It is unfortunate that size_t is an unsigned type. This is for historic reasons. When C ran on machines where size_t was 16 bit, making it signed would have meant limiting the size of an allocation request to 32767, rather than allowing up to 65535. That would have hurt, and induced people into workarounds such as writing their own allocators. (Which, ironically, they do anyway, to this day.)

Unsigned types are best used for things like bit fields, and simulating the arithmetic of particular machines. They are also useful for doing clock arithmetic on a wrapping interrupt timer register. (This is best done with macros or functions that safely wrap it, like "time_is_before(t1, t2)".)

"unsigned char" is useful, but note that values of this type undergo default promotion (on most compilers, by and large) to a signed value of type int.


Signed overflow is undefined in C. Period. That means that detecting overflow for signed types is really messy.

For addition one method would be to subtract the maximum possible positive value. The only way to do that is to use a pre-defined macro.
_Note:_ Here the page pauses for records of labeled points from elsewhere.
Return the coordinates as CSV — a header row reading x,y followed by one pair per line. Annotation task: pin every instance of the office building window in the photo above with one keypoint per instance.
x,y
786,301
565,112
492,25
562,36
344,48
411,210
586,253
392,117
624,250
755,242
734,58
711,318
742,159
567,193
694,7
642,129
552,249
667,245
Which means the logic for your check is divorced from the actual operation--in other words, if the type of the operand changes, your check becomes _silently_ worthless.

The alternative exhibits at least _two_ bad security practices: 1) an independent constraint on input divorced from the risky operation is a recipe for bugs because you have no warning when the conditions change such that your input verification fails to properly constrain the values; and more generally, 2) relying on assumptions about a type, rather than relying on the actual behavior of a type or information derived directly from the type, is especially bad form in C because of its loose typing.

I think I'll stick with my strategy, which has worked out well, doesn't rely on undefined behavior, and is less susceptible to bit rot.

Regarding your objection of making changes to existing code, I would just say that we shouldn't let the perfect be the enemy of the good. I also like tedunangst's description of that predisposition: whataboutism.


> In other words, a silly patch that fixes a non-problem in one tiny place in a huge codebase doesn't accomplish anything.

I don't understand this line of thinking at all.

"reallocarray()/kmalloc_array() doesn't fix all the possible integer overflow issues in C, so why bother using it at all."

Several people in this discussion have mentioned exact vulnerabilities that would have been prevented by reallocarray():

meowface: "Here is one of many examples of an integer overflow resulting in an improper size being passed to a memory allocation function further leading to remote code execution: https://docs.google.com/document/d/1tHElG04AJR5OR2Ex-m_Jsmc8... "

tedunangst: "You've never heard of the one openssh exploit?"


I took realloc_array and applied it to a program I'm working on which contains a bunch of realloc calls. It was completely useless; I had to invent a different interface.

It was useless because several calculations take place in every instance to produce the size, whereas realloc_array only checks one multiplication.


The discussion has changed; it is about the pointless patch to some USB code where an 8 bit endpoint count is multiplied by the size of some structure.